Russian President Vladimir Putin signed federal legislation extending the 2010 New Strategic Arms Reduction Treaty (New START) five years beyond its 5 February expiration date, the Kremlin announced on its website on 29 January.
The legislation, passed by the State Duma, Russia's parliament on 27 January, ratified the extension of the treaty through an exchange of diplomatic notes between Russia and the United States on 26 January.
Russia's State Legal Department said on the Kremlin website on 29 January that extension of the treaty was in the nation's national interests, allowing the transparency and predictability of strategic relations between Russia and the US and global stability to be maintained, as well as positively affecting the international situation and contributing to the development of the nuclear disarmament process.
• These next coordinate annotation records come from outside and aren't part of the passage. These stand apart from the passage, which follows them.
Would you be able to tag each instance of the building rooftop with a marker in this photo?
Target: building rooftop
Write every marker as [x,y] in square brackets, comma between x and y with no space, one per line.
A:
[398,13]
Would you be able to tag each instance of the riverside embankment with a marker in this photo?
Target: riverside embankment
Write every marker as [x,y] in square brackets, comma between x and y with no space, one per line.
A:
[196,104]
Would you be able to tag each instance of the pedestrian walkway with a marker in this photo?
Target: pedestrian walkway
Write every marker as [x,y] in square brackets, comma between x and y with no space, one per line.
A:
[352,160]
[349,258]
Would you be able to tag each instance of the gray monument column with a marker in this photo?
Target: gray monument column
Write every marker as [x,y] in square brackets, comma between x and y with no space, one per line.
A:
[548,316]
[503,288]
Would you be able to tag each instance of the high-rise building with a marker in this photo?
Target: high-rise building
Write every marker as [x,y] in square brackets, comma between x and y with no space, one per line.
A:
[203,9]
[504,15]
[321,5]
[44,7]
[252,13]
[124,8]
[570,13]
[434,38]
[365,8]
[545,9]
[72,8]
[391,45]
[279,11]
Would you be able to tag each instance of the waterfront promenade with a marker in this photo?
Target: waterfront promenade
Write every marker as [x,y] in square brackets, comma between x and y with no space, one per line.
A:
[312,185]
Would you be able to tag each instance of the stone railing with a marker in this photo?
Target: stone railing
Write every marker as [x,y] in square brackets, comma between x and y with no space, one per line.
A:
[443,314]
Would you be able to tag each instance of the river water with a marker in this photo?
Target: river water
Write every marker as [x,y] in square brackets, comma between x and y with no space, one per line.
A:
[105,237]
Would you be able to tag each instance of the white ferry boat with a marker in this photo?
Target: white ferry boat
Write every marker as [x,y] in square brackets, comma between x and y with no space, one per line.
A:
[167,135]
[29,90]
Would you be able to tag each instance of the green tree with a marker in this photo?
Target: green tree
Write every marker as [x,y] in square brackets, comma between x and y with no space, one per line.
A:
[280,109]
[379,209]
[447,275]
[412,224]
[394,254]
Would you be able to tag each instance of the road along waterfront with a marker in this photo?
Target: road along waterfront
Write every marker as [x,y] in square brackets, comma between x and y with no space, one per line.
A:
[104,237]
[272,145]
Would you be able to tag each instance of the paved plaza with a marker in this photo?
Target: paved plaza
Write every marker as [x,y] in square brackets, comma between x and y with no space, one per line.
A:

The Duma legislation said that extending New START would also “help to make [the nuclear disarmament process] multilateral in the future. Viacheslav Volodin, chairman of the State Duma, said that the extension “is important for the world [which] was on the verge of an arms race. Our president has done his best to ensure that this treaty … would be extended.”
The federal legislation extending New START was unanimously supported by members of the Duma’s International Affairs Committee that met earlier on 27 January. Opening the meeting, committee chairman Leonid Slutskiy declared, “Ratification of the New START treaty in the State Duma will be a historic day for strategic nuclear deterrence.”